Mark Dery, what is your investment in attempting to condemn and 
silence experimental writing and theoretical discourse on nettime? 
We all have our 'd' keys, as well as access to email filters if we 
truly wish to remain untroubled by writing that bores, annoys, or 
offends us.  Who, truly, reads all of the messages posted to nettime 
or, for that matter, any other email list? What is the advantage in 
being prescriptive?

Safire's insistence on the superiority of his language over others' 
language because of its conformity to "acceptable standards" of 
"correct speech" is inextricably tied to his political conservatism. 
It's a useful rhetorical ploy -- ridicule an opponent's grammar and 
sidestep the content of her or his critique. Standardization of 
speech is inherently political, as any history of the development of 
official grammars will reveal. (Dale Spender's work on this is 
particularly interesting.)

The exploration of new concepts requires a period of initially fuzzy 
or "ectoplasmic" language until understanding of the concepts 
solidify (and hence, in Barthes terms, become dull and nauseating) 
and definitions are arrived at by consensus or imposition. These 
explorations require more, rather than less, intellectual work since 
definitions do not rest conveniently in hand but have to be arrived 
at over time. At this level of discourse words and phrases often act 
as simple placeholders for terms that are still evolving towards more 
specific and accurate descriptors. Running around and demanding 
clarity at all stages of discussion is counter-productive.
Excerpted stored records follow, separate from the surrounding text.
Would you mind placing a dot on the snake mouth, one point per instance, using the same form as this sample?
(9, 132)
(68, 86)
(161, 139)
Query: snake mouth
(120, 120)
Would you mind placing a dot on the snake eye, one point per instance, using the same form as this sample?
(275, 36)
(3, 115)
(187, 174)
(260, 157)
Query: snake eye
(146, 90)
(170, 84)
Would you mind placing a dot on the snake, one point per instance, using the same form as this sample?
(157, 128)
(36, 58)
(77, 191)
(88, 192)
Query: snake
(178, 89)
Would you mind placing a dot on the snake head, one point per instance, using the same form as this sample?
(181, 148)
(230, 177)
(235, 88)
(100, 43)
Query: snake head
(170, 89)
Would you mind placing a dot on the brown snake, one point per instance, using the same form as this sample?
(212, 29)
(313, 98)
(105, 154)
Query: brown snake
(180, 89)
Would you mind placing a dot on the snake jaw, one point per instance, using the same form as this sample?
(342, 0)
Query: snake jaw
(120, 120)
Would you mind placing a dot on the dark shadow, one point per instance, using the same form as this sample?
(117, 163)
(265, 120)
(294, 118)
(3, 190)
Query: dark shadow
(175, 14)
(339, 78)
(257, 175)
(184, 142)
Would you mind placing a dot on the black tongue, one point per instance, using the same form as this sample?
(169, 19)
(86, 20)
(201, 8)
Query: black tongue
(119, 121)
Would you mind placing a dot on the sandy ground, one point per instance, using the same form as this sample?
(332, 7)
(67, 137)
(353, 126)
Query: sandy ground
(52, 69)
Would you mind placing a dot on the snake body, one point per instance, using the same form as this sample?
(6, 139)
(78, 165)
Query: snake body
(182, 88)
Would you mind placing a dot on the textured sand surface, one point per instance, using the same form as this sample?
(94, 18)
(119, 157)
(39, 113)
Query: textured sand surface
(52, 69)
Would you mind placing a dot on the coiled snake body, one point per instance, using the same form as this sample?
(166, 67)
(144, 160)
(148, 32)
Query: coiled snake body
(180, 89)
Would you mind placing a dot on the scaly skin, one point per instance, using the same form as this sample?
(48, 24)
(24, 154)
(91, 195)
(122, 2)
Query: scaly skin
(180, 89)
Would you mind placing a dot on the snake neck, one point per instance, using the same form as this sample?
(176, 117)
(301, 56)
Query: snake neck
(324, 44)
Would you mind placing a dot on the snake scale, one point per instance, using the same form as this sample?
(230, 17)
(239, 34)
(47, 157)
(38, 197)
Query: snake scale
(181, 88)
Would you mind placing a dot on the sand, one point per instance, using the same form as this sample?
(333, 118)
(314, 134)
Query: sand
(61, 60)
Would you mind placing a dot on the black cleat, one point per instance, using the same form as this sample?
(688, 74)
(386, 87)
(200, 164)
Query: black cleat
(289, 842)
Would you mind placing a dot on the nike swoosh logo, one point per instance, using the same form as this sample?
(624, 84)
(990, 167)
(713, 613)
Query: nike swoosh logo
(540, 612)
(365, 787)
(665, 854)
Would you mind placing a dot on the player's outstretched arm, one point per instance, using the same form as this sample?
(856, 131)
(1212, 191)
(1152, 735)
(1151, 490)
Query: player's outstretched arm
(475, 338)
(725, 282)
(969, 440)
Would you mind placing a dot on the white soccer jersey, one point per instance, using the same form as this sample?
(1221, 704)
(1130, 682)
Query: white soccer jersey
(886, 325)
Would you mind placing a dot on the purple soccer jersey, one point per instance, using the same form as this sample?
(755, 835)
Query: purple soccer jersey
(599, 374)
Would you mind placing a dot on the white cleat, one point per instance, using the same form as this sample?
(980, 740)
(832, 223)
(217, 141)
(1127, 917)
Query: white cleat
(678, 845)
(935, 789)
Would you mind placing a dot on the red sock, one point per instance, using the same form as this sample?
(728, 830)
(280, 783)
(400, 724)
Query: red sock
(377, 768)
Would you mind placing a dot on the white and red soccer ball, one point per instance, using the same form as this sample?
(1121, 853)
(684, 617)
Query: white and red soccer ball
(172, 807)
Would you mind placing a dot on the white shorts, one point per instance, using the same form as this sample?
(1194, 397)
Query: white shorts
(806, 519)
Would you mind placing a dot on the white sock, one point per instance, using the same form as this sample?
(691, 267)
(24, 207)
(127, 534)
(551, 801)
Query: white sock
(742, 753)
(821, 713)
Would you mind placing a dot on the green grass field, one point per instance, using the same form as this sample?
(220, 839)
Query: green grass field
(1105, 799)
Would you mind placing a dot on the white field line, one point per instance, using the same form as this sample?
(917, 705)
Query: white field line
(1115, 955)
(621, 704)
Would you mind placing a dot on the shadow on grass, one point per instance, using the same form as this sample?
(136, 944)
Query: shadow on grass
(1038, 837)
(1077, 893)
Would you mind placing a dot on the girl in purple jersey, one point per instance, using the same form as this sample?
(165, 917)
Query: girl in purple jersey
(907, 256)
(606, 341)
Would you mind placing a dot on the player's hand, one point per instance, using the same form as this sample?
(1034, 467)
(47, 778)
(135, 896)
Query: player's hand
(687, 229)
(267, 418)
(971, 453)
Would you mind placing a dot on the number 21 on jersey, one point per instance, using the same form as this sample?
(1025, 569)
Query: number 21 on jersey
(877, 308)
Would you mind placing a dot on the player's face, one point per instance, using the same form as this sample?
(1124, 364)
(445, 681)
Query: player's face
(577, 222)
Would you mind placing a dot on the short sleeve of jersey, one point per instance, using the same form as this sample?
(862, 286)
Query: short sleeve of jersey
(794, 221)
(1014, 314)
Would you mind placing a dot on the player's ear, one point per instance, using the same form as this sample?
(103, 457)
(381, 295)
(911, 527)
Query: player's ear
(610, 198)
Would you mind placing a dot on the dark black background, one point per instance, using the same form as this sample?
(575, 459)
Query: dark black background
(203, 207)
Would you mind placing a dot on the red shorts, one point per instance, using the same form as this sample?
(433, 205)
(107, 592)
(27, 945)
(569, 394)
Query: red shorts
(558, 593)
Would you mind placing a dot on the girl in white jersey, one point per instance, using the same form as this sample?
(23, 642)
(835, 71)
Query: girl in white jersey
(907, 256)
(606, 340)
>Trying to pin down your meaning, here, is like trying
>to hit a blob of mercury with a nail gun.

A nail gun is hardly the tool one should choose to capture mercury. 
You'd be far more successful scooping it into a bottle with a thin 
piece of cardboard. Your choice of metaphors is illustrative of the 
problem with your argument for clarity.  If all you've got is the 
nail gun you will be endlessly frustrated by the fragmentation of the 
mercury into pieces that are smaller and smaller and less easy even 
to hit with a nail.  The same goes for demanding clarity and 
simplicity in experimentations with new concepts and language.